The last thing I wanted to watch in 2020 was a “statement.” I didn’t want to hear from anyone about the present, or “these uncertain,” “these unprecedented times”—because when I did snap out of my brief pandemic panic fugue, in the last week of March, I found comfort and energy in films. Anyone with a passing knowledge of film history has a passing knowledge of the 20th century (and mangled and, in some cases, beautifully distorted visions of previous centuries), and knowing what people lived through in “the American century” makes the current situation feel like a picnic. Alone, sure, but what can we do?
The cinema in 2020, the thing that filled its void in our dream worlds, was a jagged clump of junk collected from the sinks and sewers of pop culture, social media, and current events. Donald Trump remained immune to parody, and the spectacle he created topped most everything else on offer. With a new administration only nine days away, brace yourself for “a return to pop culture” that shows how little it has to offer in comparison to our insane reality.
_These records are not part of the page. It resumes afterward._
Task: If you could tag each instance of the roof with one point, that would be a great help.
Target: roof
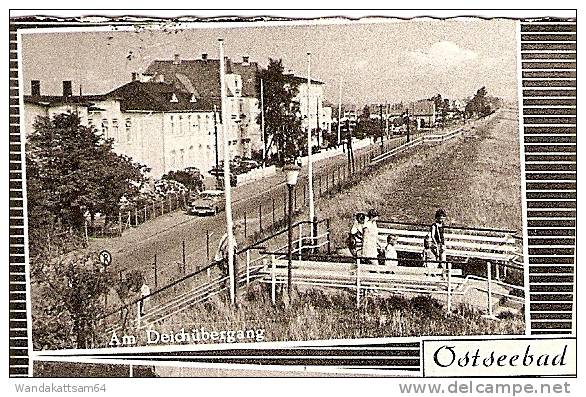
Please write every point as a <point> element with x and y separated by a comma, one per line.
<point>302,80</point>
<point>158,97</point>
<point>202,77</point>
<point>422,108</point>
<point>56,100</point>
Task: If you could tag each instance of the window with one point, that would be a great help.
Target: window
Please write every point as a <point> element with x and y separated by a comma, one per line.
<point>128,124</point>
<point>173,158</point>
<point>115,130</point>
<point>105,128</point>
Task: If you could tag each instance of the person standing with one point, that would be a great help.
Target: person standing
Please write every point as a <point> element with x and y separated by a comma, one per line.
<point>371,245</point>
<point>356,236</point>
<point>391,252</point>
<point>437,240</point>
<point>222,253</point>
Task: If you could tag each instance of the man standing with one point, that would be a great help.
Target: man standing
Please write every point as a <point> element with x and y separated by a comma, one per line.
<point>371,245</point>
<point>222,253</point>
<point>438,243</point>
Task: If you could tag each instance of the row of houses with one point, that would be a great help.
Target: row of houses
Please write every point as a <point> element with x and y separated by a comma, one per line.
<point>169,117</point>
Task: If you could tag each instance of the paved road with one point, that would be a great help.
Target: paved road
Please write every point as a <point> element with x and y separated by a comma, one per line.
<point>164,236</point>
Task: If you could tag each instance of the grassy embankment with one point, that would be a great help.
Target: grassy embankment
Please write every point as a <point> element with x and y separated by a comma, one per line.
<point>476,178</point>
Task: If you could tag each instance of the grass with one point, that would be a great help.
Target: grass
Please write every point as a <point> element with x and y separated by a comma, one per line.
<point>475,177</point>
<point>316,314</point>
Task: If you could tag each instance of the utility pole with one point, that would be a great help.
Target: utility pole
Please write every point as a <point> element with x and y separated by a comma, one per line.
<point>318,127</point>
<point>309,163</point>
<point>340,111</point>
<point>408,125</point>
<point>216,146</point>
<point>381,127</point>
<point>227,193</point>
<point>262,123</point>
<point>387,119</point>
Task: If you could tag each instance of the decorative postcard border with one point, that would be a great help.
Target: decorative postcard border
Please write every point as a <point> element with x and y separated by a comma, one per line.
<point>547,103</point>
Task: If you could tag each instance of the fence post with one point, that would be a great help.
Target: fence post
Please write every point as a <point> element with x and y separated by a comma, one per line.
<point>284,204</point>
<point>358,282</point>
<point>183,255</point>
<point>273,212</point>
<point>155,267</point>
<point>247,267</point>
<point>314,234</point>
<point>209,272</point>
<point>138,308</point>
<point>328,231</point>
<point>273,280</point>
<point>489,287</point>
<point>449,287</point>
<point>300,239</point>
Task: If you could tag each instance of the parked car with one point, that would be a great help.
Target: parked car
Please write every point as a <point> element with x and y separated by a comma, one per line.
<point>208,202</point>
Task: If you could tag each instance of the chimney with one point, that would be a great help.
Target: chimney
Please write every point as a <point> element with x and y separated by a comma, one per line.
<point>35,87</point>
<point>67,88</point>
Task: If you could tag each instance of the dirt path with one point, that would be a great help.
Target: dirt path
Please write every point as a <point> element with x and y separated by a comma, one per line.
<point>475,178</point>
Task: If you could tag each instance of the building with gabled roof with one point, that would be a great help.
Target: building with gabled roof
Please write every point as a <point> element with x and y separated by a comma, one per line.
<point>154,123</point>
<point>201,77</point>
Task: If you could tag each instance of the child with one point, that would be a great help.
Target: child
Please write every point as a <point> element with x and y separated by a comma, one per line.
<point>427,255</point>
<point>355,239</point>
<point>391,252</point>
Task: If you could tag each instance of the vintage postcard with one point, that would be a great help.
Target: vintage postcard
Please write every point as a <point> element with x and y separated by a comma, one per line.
<point>389,196</point>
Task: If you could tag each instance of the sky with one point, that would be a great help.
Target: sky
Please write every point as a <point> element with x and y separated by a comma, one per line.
<point>377,60</point>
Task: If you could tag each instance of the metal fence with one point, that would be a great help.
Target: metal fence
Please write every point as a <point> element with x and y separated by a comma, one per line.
<point>210,280</point>
<point>184,266</point>
<point>115,225</point>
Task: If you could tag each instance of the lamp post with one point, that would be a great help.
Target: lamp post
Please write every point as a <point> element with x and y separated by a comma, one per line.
<point>292,172</point>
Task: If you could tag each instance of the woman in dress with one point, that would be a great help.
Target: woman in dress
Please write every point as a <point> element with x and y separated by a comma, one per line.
<point>371,245</point>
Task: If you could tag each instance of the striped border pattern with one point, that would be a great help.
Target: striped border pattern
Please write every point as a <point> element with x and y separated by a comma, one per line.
<point>381,356</point>
<point>548,70</point>
<point>548,53</point>
<point>18,324</point>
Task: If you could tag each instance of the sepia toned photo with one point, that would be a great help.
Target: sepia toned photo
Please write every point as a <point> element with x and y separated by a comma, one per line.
<point>192,186</point>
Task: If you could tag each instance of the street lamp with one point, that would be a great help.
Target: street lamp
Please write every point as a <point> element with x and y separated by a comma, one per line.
<point>292,172</point>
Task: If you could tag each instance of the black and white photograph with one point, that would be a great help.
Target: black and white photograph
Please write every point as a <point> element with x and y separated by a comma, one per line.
<point>280,196</point>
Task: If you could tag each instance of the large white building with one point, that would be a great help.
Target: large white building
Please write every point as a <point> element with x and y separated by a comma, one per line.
<point>311,106</point>
<point>152,122</point>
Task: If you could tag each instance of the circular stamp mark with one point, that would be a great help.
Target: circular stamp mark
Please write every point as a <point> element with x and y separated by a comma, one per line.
<point>105,257</point>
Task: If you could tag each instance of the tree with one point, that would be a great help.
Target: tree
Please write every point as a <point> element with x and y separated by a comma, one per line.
<point>281,112</point>
<point>68,298</point>
<point>479,105</point>
<point>74,171</point>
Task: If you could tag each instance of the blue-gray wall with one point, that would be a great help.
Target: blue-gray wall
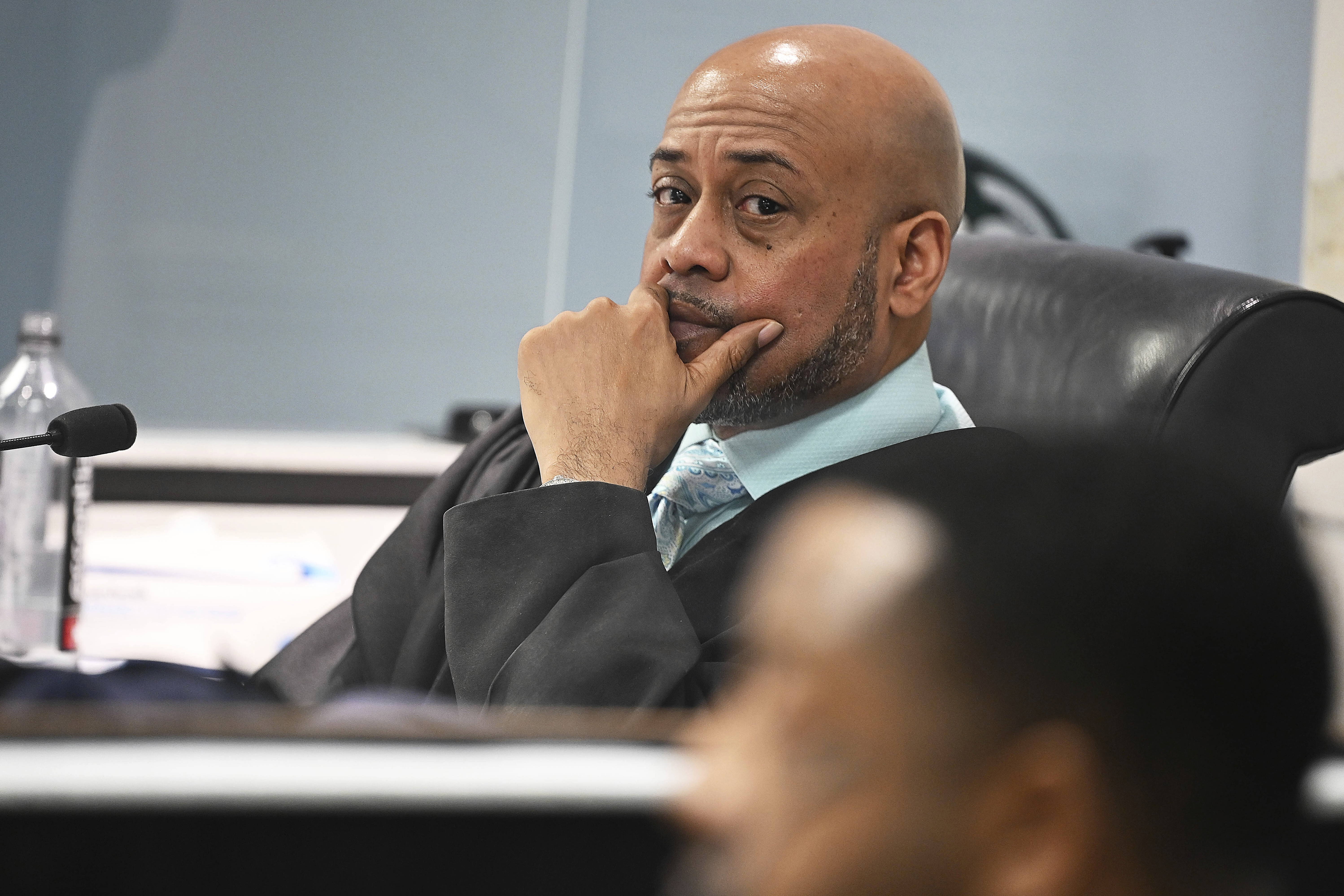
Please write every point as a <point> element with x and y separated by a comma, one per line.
<point>335,216</point>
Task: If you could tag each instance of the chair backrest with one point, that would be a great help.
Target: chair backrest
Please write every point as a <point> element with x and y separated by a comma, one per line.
<point>1050,338</point>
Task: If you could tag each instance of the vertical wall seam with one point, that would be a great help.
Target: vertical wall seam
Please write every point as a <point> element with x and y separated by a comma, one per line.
<point>566,146</point>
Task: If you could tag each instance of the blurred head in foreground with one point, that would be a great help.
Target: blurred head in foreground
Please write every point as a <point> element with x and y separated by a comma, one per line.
<point>1068,674</point>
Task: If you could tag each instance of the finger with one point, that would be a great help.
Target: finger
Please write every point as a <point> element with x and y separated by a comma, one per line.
<point>650,292</point>
<point>728,357</point>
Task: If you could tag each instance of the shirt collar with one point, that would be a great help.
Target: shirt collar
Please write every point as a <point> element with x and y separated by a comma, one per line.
<point>904,405</point>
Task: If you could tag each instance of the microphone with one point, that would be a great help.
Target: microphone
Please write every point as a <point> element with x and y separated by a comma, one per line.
<point>85,432</point>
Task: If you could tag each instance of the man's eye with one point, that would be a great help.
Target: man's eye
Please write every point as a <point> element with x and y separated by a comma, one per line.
<point>670,197</point>
<point>763,206</point>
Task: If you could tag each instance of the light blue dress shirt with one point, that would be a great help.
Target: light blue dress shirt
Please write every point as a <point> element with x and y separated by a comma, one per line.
<point>904,405</point>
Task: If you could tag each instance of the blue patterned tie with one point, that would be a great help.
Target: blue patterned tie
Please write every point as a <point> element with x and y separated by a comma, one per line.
<point>699,480</point>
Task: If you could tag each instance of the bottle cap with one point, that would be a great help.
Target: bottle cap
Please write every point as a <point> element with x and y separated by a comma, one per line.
<point>41,327</point>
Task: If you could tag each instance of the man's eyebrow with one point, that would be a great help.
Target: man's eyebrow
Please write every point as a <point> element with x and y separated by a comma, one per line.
<point>761,158</point>
<point>666,155</point>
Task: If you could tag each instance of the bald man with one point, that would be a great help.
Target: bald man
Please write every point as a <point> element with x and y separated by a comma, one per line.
<point>806,193</point>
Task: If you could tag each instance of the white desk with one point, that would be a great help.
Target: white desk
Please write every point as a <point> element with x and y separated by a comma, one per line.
<point>158,584</point>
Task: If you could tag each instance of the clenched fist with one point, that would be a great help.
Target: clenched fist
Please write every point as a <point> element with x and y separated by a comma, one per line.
<point>605,395</point>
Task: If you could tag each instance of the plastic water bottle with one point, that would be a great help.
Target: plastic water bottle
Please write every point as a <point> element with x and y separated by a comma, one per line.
<point>44,498</point>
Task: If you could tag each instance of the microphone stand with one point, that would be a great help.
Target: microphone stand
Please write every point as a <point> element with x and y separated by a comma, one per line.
<point>29,441</point>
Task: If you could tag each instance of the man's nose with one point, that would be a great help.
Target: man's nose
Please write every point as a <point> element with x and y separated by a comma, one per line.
<point>698,248</point>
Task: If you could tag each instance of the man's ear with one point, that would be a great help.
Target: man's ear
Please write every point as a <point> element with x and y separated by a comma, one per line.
<point>1042,819</point>
<point>921,246</point>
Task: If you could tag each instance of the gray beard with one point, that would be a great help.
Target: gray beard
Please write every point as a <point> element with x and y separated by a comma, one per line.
<point>838,357</point>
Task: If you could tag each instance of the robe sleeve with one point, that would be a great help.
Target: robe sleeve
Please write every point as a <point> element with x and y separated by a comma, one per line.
<point>557,597</point>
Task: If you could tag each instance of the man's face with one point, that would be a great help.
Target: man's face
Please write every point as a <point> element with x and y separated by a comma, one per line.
<point>835,764</point>
<point>763,207</point>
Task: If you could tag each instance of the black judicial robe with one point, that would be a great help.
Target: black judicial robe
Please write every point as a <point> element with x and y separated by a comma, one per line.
<point>497,592</point>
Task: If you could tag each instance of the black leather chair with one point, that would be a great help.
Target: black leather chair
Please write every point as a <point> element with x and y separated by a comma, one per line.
<point>1050,338</point>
The next several years could be like Ireland’s Troubles, or the Years of Lead in Italy, with incidents like last week’s violent protest at the Capitol repeated ad nauseam across the country—some real, some “fake.”
People will die either way, but that’s not important to the story: all that matters is what brand of “terrorists” are responsible. Domestic, of course—we’ve dispatched with the “War on Terror,” according to one of its architects—but what kind of domestic terrorist? White supremacist? Neo-Nazi? QAnon? 5G “skeptic”? The cinema must confront, influence, and eventually transcend this reality.